When Uber launched in Seattle, they created supply. They overcame chicken-and-egg problem by buying up towncars, paying drivers $30 an hour to drive passengers, and switched to commission once there was sufficient demand. 

Business models vs. business plans:
“Business plans are for bankers; business models are for founders.”

“By knowing the kind of business you are, and the stage you’re at, you can track and optimize the One Metric That Matters to your startup right now. By repeating this process, you’ll overcome many of the risks inherent in early-stage companies or projects, avoid premature growth, and build atop a solid foundation of true needs, well-defined solutions, and satisfied customers.”

Empathy (stage 1):
Primary job is to get inside someone else’s head. Discovering and validating a real problem. Then find out if your proposed solution is likely to work. Interview at least 15 people at each stage. 

Goal of this stage is to determine whether the problem is painful enough for enough people and they’re already trying to solve it. 
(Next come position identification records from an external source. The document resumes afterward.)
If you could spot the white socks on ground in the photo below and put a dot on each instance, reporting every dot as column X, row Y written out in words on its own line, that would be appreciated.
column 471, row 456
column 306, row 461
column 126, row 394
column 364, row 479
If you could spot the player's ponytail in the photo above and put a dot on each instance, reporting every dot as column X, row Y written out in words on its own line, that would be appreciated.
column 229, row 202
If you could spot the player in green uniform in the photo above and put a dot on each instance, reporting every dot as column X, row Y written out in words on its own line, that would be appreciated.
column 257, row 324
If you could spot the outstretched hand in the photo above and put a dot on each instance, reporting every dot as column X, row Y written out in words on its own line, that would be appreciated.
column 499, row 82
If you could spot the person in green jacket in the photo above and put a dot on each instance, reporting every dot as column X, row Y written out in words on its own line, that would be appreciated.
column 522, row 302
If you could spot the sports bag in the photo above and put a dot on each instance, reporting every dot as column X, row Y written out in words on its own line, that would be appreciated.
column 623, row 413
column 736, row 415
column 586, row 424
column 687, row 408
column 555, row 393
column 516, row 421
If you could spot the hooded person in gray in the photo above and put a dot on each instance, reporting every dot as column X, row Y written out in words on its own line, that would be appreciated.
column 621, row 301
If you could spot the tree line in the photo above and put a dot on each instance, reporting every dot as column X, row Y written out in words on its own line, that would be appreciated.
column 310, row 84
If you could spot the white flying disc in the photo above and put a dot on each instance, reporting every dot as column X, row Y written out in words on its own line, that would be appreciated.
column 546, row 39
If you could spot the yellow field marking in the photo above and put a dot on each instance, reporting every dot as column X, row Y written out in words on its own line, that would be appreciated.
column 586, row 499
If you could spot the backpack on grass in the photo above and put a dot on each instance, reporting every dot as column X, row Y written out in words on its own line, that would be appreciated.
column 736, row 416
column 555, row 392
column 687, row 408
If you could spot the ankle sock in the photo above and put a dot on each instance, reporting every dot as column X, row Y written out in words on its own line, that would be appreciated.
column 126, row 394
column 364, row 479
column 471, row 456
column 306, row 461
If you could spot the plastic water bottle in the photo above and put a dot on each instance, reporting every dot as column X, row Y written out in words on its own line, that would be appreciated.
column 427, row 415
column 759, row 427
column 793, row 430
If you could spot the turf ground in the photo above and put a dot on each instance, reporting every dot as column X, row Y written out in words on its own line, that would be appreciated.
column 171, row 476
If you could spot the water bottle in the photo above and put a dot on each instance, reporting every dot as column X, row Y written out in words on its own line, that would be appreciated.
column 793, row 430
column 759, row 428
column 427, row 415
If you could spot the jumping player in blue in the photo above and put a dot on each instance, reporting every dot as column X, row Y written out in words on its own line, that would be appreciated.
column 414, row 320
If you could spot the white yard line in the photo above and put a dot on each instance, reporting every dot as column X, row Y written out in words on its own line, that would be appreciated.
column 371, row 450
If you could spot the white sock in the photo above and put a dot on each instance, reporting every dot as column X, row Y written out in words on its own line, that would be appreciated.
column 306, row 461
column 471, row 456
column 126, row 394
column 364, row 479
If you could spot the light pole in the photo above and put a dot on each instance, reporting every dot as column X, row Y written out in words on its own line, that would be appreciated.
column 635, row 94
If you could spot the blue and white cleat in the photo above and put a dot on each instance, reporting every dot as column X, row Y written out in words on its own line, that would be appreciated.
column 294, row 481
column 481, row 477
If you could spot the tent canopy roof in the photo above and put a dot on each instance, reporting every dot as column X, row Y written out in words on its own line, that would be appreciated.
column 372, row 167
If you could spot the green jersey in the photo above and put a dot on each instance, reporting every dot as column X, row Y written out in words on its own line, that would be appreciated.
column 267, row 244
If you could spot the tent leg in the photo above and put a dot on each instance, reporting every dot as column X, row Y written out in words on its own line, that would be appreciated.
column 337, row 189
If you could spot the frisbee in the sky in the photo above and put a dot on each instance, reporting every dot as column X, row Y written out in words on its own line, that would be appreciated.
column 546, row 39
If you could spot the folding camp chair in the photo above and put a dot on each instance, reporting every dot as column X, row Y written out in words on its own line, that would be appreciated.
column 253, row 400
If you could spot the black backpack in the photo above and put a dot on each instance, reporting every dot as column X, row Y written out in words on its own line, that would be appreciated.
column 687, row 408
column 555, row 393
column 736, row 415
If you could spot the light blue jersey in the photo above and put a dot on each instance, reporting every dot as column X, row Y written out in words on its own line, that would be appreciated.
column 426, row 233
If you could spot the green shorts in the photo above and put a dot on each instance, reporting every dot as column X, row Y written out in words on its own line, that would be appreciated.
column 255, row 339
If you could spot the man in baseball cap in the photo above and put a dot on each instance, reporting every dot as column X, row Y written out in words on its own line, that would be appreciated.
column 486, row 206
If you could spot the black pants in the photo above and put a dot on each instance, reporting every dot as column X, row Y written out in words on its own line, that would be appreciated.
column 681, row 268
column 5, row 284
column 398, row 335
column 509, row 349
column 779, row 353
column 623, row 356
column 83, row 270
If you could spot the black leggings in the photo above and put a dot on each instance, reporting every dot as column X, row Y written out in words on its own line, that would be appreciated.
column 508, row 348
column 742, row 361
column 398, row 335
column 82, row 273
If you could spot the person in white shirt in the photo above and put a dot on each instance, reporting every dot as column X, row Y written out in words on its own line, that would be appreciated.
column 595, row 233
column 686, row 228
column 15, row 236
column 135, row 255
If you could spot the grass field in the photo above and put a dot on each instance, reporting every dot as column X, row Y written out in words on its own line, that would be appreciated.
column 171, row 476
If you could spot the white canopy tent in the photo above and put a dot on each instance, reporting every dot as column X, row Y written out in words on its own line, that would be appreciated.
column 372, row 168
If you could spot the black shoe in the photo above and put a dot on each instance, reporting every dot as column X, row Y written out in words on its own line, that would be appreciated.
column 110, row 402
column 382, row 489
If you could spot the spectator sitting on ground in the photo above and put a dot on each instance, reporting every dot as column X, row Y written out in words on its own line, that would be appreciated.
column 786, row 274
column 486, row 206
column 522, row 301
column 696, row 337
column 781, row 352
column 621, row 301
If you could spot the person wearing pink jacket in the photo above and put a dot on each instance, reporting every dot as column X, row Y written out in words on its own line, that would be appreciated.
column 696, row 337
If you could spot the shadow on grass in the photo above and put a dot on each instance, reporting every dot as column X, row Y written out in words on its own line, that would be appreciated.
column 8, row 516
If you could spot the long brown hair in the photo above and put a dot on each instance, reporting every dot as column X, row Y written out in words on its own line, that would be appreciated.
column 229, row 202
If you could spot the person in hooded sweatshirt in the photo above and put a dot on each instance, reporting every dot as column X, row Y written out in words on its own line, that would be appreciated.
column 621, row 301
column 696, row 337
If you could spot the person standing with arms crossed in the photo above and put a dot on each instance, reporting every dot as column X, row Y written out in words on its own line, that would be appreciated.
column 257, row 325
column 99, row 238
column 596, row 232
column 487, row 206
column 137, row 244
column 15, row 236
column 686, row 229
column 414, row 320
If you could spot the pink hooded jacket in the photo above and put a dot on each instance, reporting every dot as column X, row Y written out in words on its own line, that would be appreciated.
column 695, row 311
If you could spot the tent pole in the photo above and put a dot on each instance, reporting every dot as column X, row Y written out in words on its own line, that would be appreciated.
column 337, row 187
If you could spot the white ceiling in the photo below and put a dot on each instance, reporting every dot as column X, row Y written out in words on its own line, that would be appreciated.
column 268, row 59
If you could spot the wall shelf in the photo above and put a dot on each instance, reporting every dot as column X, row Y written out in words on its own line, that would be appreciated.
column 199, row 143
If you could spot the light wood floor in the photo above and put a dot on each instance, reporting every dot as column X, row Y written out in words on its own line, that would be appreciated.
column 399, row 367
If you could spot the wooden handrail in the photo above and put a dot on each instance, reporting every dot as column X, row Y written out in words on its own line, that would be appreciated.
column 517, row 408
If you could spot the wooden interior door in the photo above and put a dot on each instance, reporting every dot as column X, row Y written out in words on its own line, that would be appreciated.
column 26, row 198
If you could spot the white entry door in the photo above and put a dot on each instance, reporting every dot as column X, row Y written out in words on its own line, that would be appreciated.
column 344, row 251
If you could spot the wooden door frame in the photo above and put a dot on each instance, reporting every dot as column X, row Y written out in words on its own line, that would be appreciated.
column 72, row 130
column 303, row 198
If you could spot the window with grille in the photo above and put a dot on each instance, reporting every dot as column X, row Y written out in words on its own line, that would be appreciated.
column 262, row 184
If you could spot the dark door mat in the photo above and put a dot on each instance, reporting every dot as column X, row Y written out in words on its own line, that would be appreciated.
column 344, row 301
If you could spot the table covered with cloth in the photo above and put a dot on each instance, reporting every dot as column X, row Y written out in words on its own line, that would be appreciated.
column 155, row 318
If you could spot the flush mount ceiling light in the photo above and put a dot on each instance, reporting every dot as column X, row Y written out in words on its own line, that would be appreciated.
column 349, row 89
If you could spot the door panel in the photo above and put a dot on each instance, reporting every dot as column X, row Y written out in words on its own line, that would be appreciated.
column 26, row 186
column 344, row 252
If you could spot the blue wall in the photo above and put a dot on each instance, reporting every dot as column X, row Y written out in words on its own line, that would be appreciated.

“Always know what risk you’re eliminating, and then design the minimum functionality to measure whether you’ve overcome it.”

Stickiness (stage 2):
Focus is squarely on retention and engagement. Are people using product as expected? Are they getting enough value out of it?

Goal of this stage is to build a core set of features that gets used regularly and successfully. 

One in, one out: If a new feature doesn’t improve the one metric that matters most, remove it. 

Major risk is driving new traffic when you’re unable to convert that attention into engagement.

Revenue (stage 4):
Shift focus from proving idea is right to proving you can make money in scalable, self-sustaining way. 

You need to be able to answer these: how big can the business grow, how good can the margins get, and what kind of barriers to entry does it have?

“Users engage with the online world in three postures: creation (often on a computer with a keyboard), interaction (usually with a smartphone), and consumption (with a tablet).”

User groups and feedback:
You can get better answers by asking your customers to make a selection of one alternative from a set of possibilities, rather than asking them to rate something on a scale of 1 to 10. “Would you prefer a delicious, high calorie candy made with artificial ingredients or a bland, low calorie organic candy?”

“Asking customers to trade off variations of combinations, over and over, dramatically improves prediction accuracy.”